KURT BUSCH, Driver of the No. 51 Phoenix Construction Services Chevrolet for Phoenix Racing:
What are your thoughts about racing at Richmond this weekend?
“Richmond is rather unique for a short track. It’s kind of hard to compare it to a Martinsville or Phoenix because it’s fairly wide. It’s almost like a 1.5-mile track that has been packaged into a three-quarter-mile track. It’s a place where you can get caught in the outside lane on restarts but you won’t necessarily fall back 10 or more positions like you would at a Martinsville. If your car is handling, you are able to maintain because of how wide the track is. The last few times we’ve been there, though, the bottom is the place to be. Aside from it being the shortest way around the track, you can get more aggressive on the bottom lane and, if you have to, you can move people to advance your position.”

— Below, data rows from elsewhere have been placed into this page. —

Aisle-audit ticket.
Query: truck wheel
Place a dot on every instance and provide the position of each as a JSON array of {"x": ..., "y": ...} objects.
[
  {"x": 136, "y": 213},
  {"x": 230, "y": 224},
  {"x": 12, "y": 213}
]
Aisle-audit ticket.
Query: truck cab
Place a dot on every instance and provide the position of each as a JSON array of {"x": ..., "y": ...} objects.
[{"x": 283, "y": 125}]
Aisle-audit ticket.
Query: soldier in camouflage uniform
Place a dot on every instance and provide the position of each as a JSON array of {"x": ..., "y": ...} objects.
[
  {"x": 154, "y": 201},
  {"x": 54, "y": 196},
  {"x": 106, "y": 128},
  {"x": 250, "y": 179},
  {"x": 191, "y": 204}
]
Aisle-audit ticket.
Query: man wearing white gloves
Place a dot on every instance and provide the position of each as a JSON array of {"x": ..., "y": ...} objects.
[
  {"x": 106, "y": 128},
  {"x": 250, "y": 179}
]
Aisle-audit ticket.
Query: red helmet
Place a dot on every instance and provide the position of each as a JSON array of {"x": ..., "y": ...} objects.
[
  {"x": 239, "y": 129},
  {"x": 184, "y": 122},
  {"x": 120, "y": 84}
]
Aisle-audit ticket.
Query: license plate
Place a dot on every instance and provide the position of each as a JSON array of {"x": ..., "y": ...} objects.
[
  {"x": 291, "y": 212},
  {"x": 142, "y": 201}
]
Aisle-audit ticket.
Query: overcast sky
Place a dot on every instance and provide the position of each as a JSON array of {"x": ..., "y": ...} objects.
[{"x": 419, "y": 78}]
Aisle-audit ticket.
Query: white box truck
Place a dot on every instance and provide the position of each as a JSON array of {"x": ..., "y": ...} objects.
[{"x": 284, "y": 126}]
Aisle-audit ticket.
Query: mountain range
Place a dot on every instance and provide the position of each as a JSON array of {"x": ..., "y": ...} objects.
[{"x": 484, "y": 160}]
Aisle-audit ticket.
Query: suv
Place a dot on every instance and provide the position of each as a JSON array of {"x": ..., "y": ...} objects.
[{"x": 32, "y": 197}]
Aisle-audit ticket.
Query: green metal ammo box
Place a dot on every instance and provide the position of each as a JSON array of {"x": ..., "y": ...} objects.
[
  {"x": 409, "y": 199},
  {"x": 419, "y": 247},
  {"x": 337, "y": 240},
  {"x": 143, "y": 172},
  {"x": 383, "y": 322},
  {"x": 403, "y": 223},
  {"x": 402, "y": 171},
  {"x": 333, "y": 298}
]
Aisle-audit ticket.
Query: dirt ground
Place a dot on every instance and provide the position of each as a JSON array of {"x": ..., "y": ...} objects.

How will your routine change for your succession of double-duty weekends that start this week?
“It’s about staying ahead during those weekends. This weekend’s race at Richmond, in particular, we have to stay ahead. It’s a one-day show. You’re in for practice early on Friday morning. Then we have impound qualifying and we race that night. Meanwhile you’re practicing and qualifying the Cup car because all of that takes place in one day, as well. That makes for a long Friday. You have to do the work in advance to get yourself ready for that kind of race weekend. You have to hydrate beforehand and be up on your nutrition. It’s a tough day and you just kind of have to grind your way through it. The best way to look at it is that, come Saturday, you don’t have to do anything until 3 o’clock, when we start making our hospitality rounds.”
What’s the toughest part about racing at Richmond?
“For me, the toughest part of that track has always seemed to be the exit of turn four. It’s really hard to get the traction put down just right to not be just flat-out dead sideways all the way to the start-finish line. It’s really hard to get the speed through three and four and carry the traction off of turn four. So, going into this weekend, that’s something I know I’ll be looking for right from the start of practice on Friday.”
The team had a strong run going in Kansas until engine problems started. What does that say for the team’s progress?
“For me, personally, it was one of my better Kansas races. The finish didn’t show it but it was one of our better races when it comes to the whole package. We qualified well. We had a good car, good pit stops and we really were in position for a top-10 finish. I think we ran in the top-10 all day. With about 50 laps to go, we just lost power. The power came back about seven-eighths of the way later in the race. We’ve been pretty good in the engine department this year and these things happen. They’re still looking into what the issue was and I know they’ll figure it out. It was a disappointing result but I can’t complain about what we had for the weekend. We were able to take away a lot of positives from the weekend and we can build on what we learned.”